In the above example, 0 has a 0.1 chance of being select; 1 has a 0.4 chance; and 2 has a 0.5 chance. Everything else in the random sample is the same. And notice how, since 2 has a 0.5 chance of being chosen, it shows up more frequently in our chosen sample.

In [21]:
np.random.choice(make_array(0, 1, 2), size=10, replace=True, p=make_array(0.1, 0.4, 0.5))

array([1, 2, 2, 2, 1, 2, 2, 1, 1, 1])

In the above example, 2 and 1 appear 5 times each. This proves that it is randomly chosen!

In [22]:
np.random.choice(make_array(0, 1, 2), size=10, replace=True, p=make_array(1, 0, 0))

array([0, 0, 0, 0, 0, 0, 0, 0, 0, 0])

To drive the point home, this time 0 has a 100% chance of being chosen, and 1 and 2 have 0% chance each.
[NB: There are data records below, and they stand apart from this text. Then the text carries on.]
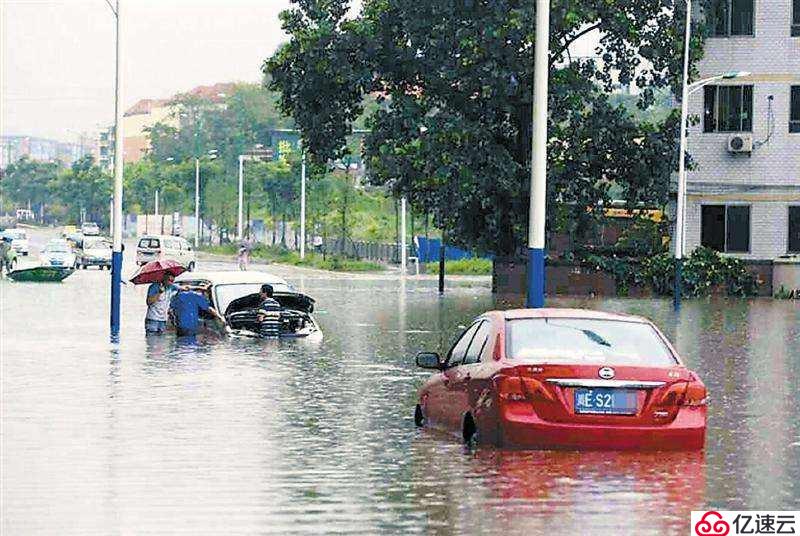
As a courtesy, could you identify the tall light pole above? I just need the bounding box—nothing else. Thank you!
[400,196,408,276]
[106,0,124,340]
[527,0,550,308]
[673,0,692,309]
[300,149,306,259]
[236,154,245,240]
[673,0,750,309]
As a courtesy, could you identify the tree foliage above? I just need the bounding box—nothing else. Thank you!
[264,0,701,254]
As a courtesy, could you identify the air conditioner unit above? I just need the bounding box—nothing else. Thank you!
[728,134,753,153]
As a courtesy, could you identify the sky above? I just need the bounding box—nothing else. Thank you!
[0,0,289,141]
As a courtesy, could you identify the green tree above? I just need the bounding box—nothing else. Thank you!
[2,156,59,220]
[264,0,702,254]
[52,156,113,226]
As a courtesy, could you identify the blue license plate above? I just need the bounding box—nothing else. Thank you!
[575,387,637,415]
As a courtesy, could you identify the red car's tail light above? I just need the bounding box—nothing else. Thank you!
[497,376,525,402]
[522,378,553,402]
[683,381,708,406]
[659,382,686,406]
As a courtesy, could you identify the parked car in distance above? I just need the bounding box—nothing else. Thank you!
[3,228,30,255]
[175,270,323,342]
[136,235,197,272]
[61,225,78,238]
[81,221,100,236]
[39,238,76,268]
[414,309,707,450]
[75,236,111,270]
[0,238,19,272]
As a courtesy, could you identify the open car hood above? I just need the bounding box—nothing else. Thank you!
[225,292,314,315]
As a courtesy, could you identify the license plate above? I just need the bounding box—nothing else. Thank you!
[575,387,637,415]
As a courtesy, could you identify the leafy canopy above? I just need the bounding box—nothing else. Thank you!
[263,0,698,254]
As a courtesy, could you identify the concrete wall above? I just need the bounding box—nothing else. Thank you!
[686,0,800,259]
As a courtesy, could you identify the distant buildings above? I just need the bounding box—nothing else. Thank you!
[686,0,800,259]
[96,83,236,168]
[0,136,94,169]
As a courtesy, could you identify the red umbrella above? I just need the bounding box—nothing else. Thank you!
[131,260,186,285]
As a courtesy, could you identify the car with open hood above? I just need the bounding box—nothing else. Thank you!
[175,271,322,340]
[414,308,707,450]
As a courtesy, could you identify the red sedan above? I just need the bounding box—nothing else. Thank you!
[414,309,707,450]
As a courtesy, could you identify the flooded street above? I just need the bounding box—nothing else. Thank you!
[0,228,800,534]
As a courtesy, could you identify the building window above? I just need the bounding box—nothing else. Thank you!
[789,86,800,132]
[792,0,800,37]
[703,86,753,132]
[789,206,800,253]
[707,0,752,37]
[700,205,750,253]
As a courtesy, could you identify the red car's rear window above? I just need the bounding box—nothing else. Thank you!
[506,318,678,367]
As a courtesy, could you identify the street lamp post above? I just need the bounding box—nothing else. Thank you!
[527,0,550,308]
[300,149,306,259]
[108,0,124,340]
[673,0,750,309]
As a result, everything in the chosen sample is 0!

## Things to Notice:

#### Here I am reverting pack to eqaul proportion for the items in the array:

In [24]:
np.random.choice(make_array(0, 1, 2), size=4, replace=False)

ValueError: Cannot take a larger sample than population when 'replace=False'

This error is valid and let's try to make sense of it. So we want to choose from 3 numbers 4 times and we are __not__ replacing! This is interesting because we can't do it unless we replace. 
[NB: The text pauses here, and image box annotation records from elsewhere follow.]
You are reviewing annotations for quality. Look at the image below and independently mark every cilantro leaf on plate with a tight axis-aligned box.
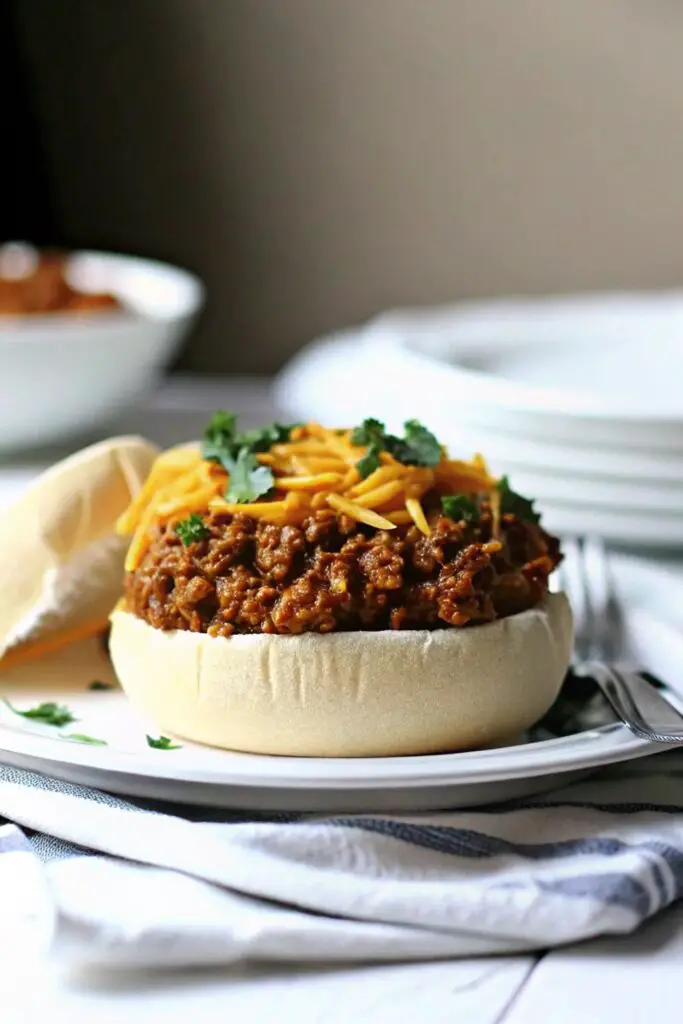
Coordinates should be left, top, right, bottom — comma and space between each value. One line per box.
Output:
351, 419, 441, 478
61, 732, 109, 746
173, 512, 210, 547
496, 476, 541, 522
403, 420, 441, 466
147, 736, 182, 751
3, 697, 77, 726
225, 449, 275, 504
441, 495, 479, 523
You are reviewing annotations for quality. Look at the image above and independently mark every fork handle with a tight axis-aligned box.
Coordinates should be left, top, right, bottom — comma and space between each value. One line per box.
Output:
577, 662, 683, 743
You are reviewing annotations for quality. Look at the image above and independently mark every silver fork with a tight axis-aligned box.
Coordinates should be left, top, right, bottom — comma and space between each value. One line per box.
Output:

For instance, say we choose 0 first time.
Then we have to choose from 1 and 2. (Note we need to select three times)
Say we select 1. Now we need to choose from 2, and we need to make two selections. 
Now we choose the last remaining element, which is 2. But we need to choose one more time, and we don't have anything to choose form! 

Thus, we get the error!

In [25]:
np.random.choice(make_array(0, 1, 2, 3), size=4, replace=False)

array([2, 3, 0, 1])

This works because the number of elements in the array is equal to size, so we can sample without replacement here!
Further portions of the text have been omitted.